Pentode amplifiers achieve voltage gains of several hundred from a single stage — a 100mV input signal produces 30-50V output. This makes them excellent for the IF (intermediate frequency) amplifier stages in superheterodyne receivers, where high gain with narrow bandwidth is needed. The high plate resistance of pentodes also makes them easy to couple to tuned circuits.
Coupling Between Stages
A multi-stage amplifier requires coupling the output of one stage to the input of the next. Three coupling methods are common: RC coupling, transformer coupling, and direct coupling.
RC coupling uses a coupling capacitor in series between the plate of one stage and the grid of the next, with a grid resistor to ground on the receiving stage. The capacitor blocks DC (preventing the high plate voltage from reaching the next grid) while passing AC signals. Choose the coupling capacitor so its reactance is small compared to the grid resistor at the lowest frequency of interest. For a 1-megohm grid resistor and a low-frequency cutoff of 20 Hz, the required capacitor is about 8 microfarads. A 10 microfarad value works well.
Transformer coupling uses an audio transformer between stages. The transformer provides impedance matching, DC isolation, and can provide voltage step-up if wound with a higher secondary-to-primary turns ratio. Transformer coupling was common in early radio equipment and telephone amplifiers. Its disadvantages are bulk, weight, and frequency response limited by the transformer’s inductance at low frequencies and winding capacitance at high frequencies.

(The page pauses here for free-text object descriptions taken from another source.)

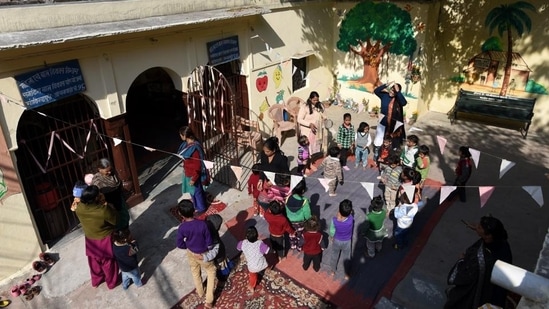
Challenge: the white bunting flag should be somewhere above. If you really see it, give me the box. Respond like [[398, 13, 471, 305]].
[[113, 138, 122, 146], [230, 165, 242, 184], [318, 178, 334, 193], [143, 147, 156, 152], [499, 159, 515, 179], [437, 136, 447, 155], [402, 184, 416, 203], [203, 160, 214, 170], [250, 34, 259, 39], [479, 186, 495, 208], [373, 122, 386, 147], [360, 182, 375, 199], [264, 171, 277, 184], [409, 127, 423, 133], [469, 148, 480, 168], [522, 186, 544, 207], [358, 103, 365, 114], [439, 186, 457, 205], [290, 175, 304, 192], [393, 120, 404, 132]]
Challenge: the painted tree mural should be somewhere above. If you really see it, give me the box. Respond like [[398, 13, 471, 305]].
[[336, 1, 417, 87], [485, 1, 536, 96]]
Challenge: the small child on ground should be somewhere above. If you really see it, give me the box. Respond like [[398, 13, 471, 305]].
[[329, 199, 354, 279], [319, 146, 344, 197], [203, 214, 233, 278], [112, 229, 143, 290], [336, 113, 355, 170], [285, 179, 312, 251], [354, 122, 372, 169], [376, 135, 393, 172], [248, 164, 262, 216], [415, 145, 430, 188], [264, 200, 295, 261], [237, 226, 270, 295], [297, 135, 310, 176], [380, 154, 403, 214], [302, 216, 324, 272], [453, 146, 473, 202], [398, 167, 422, 204], [363, 196, 387, 258], [393, 194, 424, 250], [400, 134, 419, 168]]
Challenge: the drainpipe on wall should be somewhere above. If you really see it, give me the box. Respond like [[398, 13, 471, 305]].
[[491, 260, 549, 308]]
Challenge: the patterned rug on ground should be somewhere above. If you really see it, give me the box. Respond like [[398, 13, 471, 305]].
[[169, 200, 227, 222], [173, 257, 335, 309]]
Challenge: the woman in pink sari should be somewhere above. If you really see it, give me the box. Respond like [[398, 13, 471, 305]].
[[75, 185, 119, 289], [297, 91, 324, 155]]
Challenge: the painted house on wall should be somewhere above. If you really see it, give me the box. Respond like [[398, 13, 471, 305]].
[[465, 51, 532, 91]]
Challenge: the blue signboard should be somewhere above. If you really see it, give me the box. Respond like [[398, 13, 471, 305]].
[[15, 59, 86, 109], [207, 35, 240, 66]]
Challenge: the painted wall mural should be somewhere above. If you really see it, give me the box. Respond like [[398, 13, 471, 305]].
[[459, 1, 547, 95], [336, 1, 417, 91]]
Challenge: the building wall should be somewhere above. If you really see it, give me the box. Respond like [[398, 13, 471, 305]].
[[0, 1, 335, 281]]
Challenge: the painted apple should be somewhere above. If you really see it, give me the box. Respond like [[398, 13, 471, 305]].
[[256, 71, 268, 92]]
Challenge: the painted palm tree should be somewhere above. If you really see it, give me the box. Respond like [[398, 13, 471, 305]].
[[485, 1, 536, 96]]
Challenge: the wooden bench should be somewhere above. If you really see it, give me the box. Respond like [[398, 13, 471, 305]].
[[450, 89, 536, 139]]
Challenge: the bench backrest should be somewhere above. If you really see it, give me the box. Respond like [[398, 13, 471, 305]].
[[456, 89, 536, 121]]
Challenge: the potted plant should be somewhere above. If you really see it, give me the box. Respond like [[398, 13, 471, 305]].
[[411, 65, 421, 84], [369, 106, 379, 117]]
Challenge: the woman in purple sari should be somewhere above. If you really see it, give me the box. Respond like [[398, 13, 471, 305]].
[[75, 185, 119, 289]]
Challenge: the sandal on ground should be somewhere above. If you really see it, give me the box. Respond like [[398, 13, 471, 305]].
[[10, 286, 20, 297], [0, 299, 11, 308], [32, 261, 47, 273], [39, 253, 55, 266], [32, 274, 42, 282], [23, 292, 33, 301], [30, 286, 41, 296]]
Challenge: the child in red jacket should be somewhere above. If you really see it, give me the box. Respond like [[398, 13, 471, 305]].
[[248, 164, 262, 216], [302, 216, 324, 272], [264, 201, 295, 261]]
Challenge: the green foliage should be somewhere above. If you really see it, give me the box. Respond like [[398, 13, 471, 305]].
[[336, 0, 417, 56], [525, 80, 548, 95], [485, 1, 536, 38], [481, 36, 503, 52], [449, 75, 466, 83]]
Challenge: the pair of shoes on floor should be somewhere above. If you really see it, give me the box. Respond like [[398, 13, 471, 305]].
[[342, 166, 350, 171], [329, 193, 337, 197]]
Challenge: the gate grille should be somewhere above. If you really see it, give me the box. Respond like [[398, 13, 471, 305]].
[[15, 95, 110, 244]]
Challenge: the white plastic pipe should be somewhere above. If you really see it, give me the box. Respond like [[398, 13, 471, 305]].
[[491, 260, 549, 302]]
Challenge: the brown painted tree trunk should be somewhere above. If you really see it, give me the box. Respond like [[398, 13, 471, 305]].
[[350, 40, 388, 86], [499, 30, 513, 96]]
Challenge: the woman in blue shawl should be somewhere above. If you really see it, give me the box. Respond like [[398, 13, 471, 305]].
[[178, 126, 209, 213]]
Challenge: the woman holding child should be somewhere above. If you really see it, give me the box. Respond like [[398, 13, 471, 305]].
[[297, 91, 325, 154]]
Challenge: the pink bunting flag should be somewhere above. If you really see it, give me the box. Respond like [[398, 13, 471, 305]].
[[290, 175, 304, 192], [360, 182, 374, 199], [436, 136, 447, 155], [478, 186, 495, 208], [203, 160, 214, 170], [439, 186, 456, 205], [469, 148, 480, 169], [499, 159, 515, 179], [522, 186, 544, 207], [318, 178, 333, 193], [230, 165, 242, 184]]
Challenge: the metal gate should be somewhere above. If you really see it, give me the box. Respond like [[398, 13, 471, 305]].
[[15, 94, 110, 244], [186, 66, 245, 188]]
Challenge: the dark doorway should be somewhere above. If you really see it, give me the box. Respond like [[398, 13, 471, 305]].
[[126, 67, 188, 172]]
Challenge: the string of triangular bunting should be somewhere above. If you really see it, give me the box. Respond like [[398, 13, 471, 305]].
[[1, 91, 545, 208]]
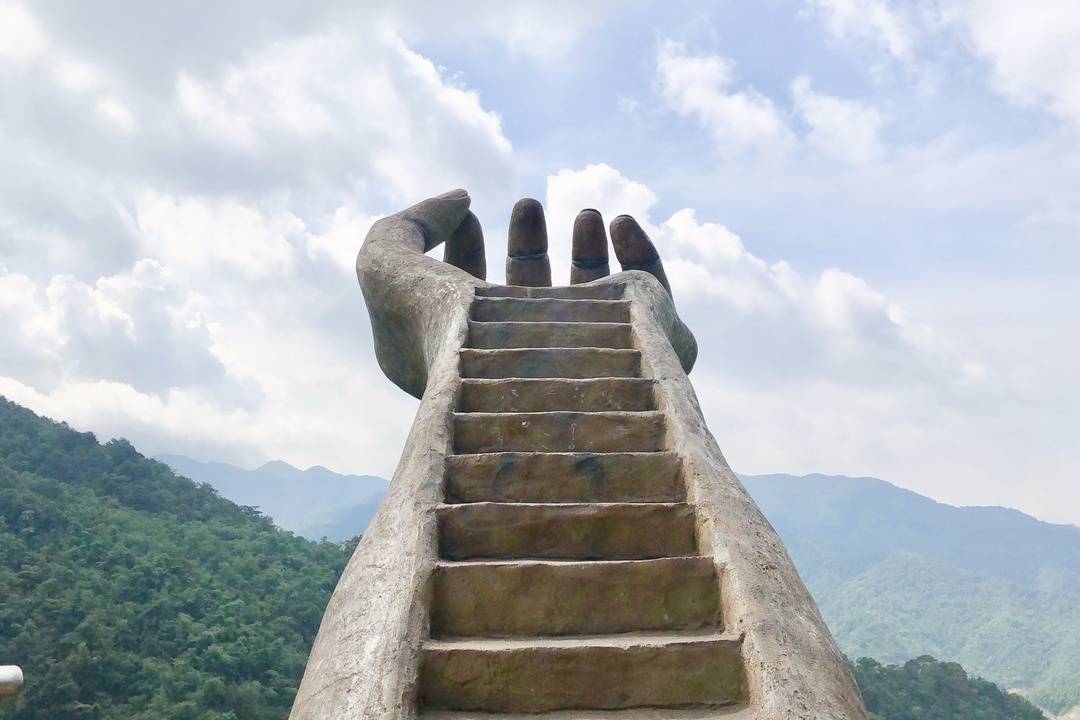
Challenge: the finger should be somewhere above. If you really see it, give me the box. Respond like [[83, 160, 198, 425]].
[[443, 210, 486, 280], [610, 215, 671, 295], [570, 208, 610, 284], [399, 188, 471, 252], [506, 198, 552, 287]]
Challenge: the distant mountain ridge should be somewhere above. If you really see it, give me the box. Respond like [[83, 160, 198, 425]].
[[740, 472, 1080, 715], [155, 454, 388, 541]]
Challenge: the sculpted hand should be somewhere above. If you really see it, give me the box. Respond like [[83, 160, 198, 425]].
[[357, 190, 695, 398]]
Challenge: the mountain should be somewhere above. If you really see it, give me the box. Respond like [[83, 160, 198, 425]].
[[155, 454, 387, 541], [741, 472, 1080, 715], [0, 397, 356, 720], [851, 655, 1045, 720], [0, 396, 1056, 719]]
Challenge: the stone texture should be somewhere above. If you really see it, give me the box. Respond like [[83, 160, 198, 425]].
[[442, 211, 486, 280], [289, 189, 868, 720], [506, 198, 552, 287], [421, 709, 756, 720], [571, 208, 611, 285], [437, 502, 697, 560], [431, 556, 721, 637], [460, 348, 641, 379], [444, 451, 685, 504], [459, 378, 654, 412], [472, 297, 630, 323], [476, 284, 625, 300], [467, 320, 632, 349], [420, 632, 745, 713], [453, 411, 665, 453], [610, 215, 671, 296]]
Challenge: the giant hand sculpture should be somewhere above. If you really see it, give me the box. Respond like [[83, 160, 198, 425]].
[[291, 191, 867, 720], [357, 189, 694, 400]]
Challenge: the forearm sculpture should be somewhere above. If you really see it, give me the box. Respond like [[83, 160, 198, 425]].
[[290, 190, 868, 720]]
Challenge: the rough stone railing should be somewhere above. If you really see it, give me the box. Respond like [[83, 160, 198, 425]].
[[0, 666, 23, 699], [288, 189, 868, 720]]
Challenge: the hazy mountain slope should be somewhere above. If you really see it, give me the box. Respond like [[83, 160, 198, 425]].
[[156, 454, 387, 540], [742, 473, 1080, 714], [0, 397, 355, 720]]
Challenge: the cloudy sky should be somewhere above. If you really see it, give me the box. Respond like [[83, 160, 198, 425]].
[[1, 1, 1078, 525]]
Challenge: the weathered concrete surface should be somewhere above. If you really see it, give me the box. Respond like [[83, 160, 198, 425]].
[[620, 272, 866, 720], [452, 410, 665, 453], [571, 208, 611, 284], [420, 632, 745, 712], [289, 189, 867, 720], [459, 378, 655, 412], [444, 451, 684, 503], [472, 297, 630, 323], [289, 191, 484, 720], [506, 198, 552, 287], [610, 215, 671, 296], [438, 502, 697, 560], [467, 320, 632, 348], [0, 666, 23, 697], [431, 556, 720, 637], [460, 347, 641, 379], [422, 710, 756, 720]]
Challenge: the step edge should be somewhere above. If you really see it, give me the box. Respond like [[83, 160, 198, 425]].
[[435, 555, 711, 569], [423, 629, 742, 652]]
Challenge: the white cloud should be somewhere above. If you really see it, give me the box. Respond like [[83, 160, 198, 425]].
[[304, 203, 381, 273], [134, 192, 301, 281], [940, 0, 1080, 124], [0, 260, 230, 395], [391, 1, 619, 62], [805, 0, 915, 61], [95, 97, 136, 131], [656, 40, 794, 154], [792, 76, 886, 163], [0, 2, 46, 64], [175, 28, 513, 203]]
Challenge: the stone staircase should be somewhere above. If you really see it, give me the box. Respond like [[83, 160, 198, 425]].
[[419, 285, 748, 718]]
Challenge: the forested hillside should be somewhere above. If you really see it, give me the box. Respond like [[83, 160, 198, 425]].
[[0, 397, 1056, 720], [852, 656, 1046, 720], [743, 472, 1080, 715], [0, 398, 357, 720]]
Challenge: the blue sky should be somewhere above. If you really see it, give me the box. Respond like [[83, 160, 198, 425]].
[[1, 1, 1078, 524]]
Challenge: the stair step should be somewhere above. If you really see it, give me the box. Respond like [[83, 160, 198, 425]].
[[472, 297, 630, 323], [475, 284, 625, 300], [437, 502, 696, 560], [453, 411, 664, 453], [431, 556, 720, 637], [460, 348, 641, 379], [420, 631, 745, 713], [468, 321, 633, 349], [444, 452, 684, 504], [422, 706, 755, 719], [459, 378, 655, 413]]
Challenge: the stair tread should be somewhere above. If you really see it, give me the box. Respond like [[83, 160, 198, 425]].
[[460, 377, 652, 384], [453, 410, 662, 417], [436, 555, 706, 567], [472, 298, 631, 323], [449, 451, 676, 458], [469, 320, 631, 326], [465, 346, 634, 351], [425, 629, 738, 651], [438, 501, 688, 510], [422, 707, 754, 719]]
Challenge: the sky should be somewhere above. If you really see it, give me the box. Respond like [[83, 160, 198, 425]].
[[1, 1, 1078, 525]]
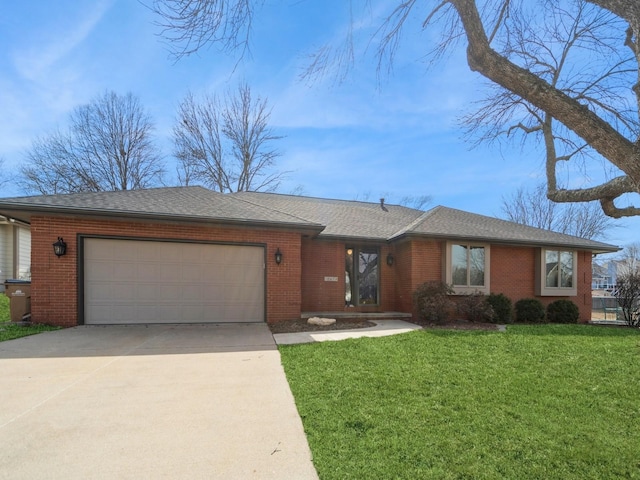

Direct coupling connects the plate of one stage directly to the grid of the next without a capacitor. This eliminates low-frequency rolloff and is required for amplifying DC or very-low-frequency signals. The challenge is that the plate voltage (typically 100-200V) is too high for the grid of the next stage. Solutions include using a different tube in the next stage biased for high grid voltage, inserting a large resistor divider, or using a more complex long-tailed pair (differential) topology.